Ello trae como consecuencia, normalmente, la terminación del contrato. Sin embargo, en caso que
los hechos que motivan la frustración sean temporales, podría sostenerse que (al igual como sucede
con la fuerza mayor de carácter transitoria), las obligaciones de las partes quedan suspendidas hasta
que cesen tales circunstancias.[5]

En todo caso, la frustración deberá ser total, es decir, afectar completamente el propósito perseguido
por el acreedor. Si la ejecución del contrato aún es útil para el arrendatario, aunque sea parcialmente,
no se ha producido la frustración del mismo, y deberá cumplir con su obligación de pagar la renta.

Por ejemplo, en el caso de un local comercial que a su vez sirva para almacenar mercaderías del
arrendatario, o en el que se puedan desarrollar otras actividades que sirvan a la principal, como
mantener la operación de servidores para el trabajo remoto de los empleados u otras, no podrá
alegarse como frustración del contrato de arrendamiento la prohibición de funcionamiento o atención
de público debido a la emergencia sanitaria.
Finalmente, en caso de aceptarse que no procede la terminación, sino sólo la suspensión en el
cumplimiento de las contraprestaciones, el arrendatario puede seguir obligado a cumplir obligaciones
accesorias, como por ejemplo, asumir los costos de conservación de la cosa.[6]
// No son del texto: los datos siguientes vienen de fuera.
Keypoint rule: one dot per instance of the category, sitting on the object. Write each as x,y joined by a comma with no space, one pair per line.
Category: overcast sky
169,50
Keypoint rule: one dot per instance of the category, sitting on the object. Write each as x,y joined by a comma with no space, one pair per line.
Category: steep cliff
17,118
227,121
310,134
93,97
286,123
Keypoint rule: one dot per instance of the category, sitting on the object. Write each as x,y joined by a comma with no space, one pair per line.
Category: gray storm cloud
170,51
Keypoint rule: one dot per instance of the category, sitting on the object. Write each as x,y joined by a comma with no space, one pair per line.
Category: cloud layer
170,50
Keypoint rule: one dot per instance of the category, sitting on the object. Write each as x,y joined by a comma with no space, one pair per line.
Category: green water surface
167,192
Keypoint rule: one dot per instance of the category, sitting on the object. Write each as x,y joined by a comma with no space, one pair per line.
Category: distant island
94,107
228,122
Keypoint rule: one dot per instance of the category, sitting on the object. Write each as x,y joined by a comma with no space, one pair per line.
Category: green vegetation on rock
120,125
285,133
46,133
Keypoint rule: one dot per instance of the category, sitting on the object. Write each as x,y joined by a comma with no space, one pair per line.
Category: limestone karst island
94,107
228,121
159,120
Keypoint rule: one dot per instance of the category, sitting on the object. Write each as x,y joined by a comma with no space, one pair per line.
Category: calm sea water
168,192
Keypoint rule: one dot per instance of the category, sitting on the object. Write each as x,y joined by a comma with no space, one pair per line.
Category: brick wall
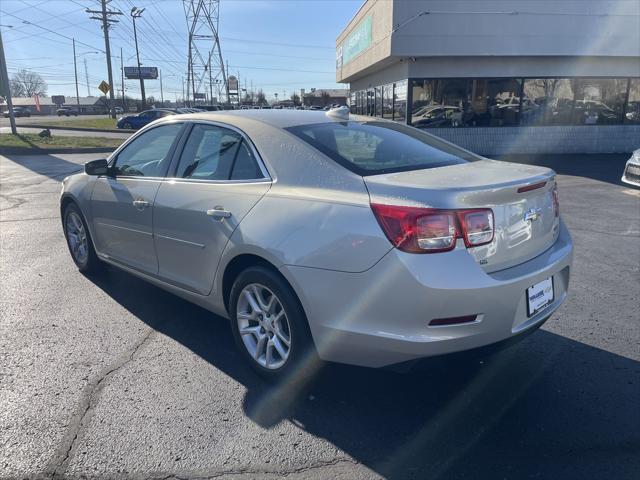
557,139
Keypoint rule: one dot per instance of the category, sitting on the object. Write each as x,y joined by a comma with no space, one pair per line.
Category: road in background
109,376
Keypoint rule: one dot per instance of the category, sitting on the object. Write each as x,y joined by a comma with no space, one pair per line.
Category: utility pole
124,102
86,77
137,13
104,16
75,71
4,82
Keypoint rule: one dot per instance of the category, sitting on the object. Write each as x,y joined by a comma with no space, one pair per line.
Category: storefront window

[1] El origen de la doctrina se encuentra en el common law, en particular, en los denominados “casos
de la coronación”, siendo el más citado Krell v Henry, [1903] 2 K.B. 740.
[2] López, Jorge y Elorriaga, Fabián; Los Contratos. Parte General, 6ª Edición. Thomson Reuters, p.
94.
[3] Capitant, Henri; De la causa de las obligaciones, Editorial Góngora.
[4] Claro Solar, Luis; Explicaciones de Derecho Civil Chileno y Comparado: De las Obligaciones.
Volumen V. Editorial Jurídica de Chile, p. 322
[5] La Corte Suprema ha reconocido que un caso fortuito de carácter temporal, del cual se derivan
efectos transitorios no definitivos, da lugar a la suspensión de los efectos del contrato durante dicho
período (Corte Suprema, sentencia de 1 de septiembre de 2015, Rol 23799-2014)
[6] En la regulación del contrato de arrendamiento en el Código Civil, existen algunas normas, como
los arts. 1926 y 1932, que podrían interpretarse analógicamente en el sentido que, si la cosa ya no
sirve para el fin para la cual fue arrendada, aunque ello tenga una causa ajena al arrendador, el
arrendatario podría poner término al contrato, o incluso, modificarse sus efectos.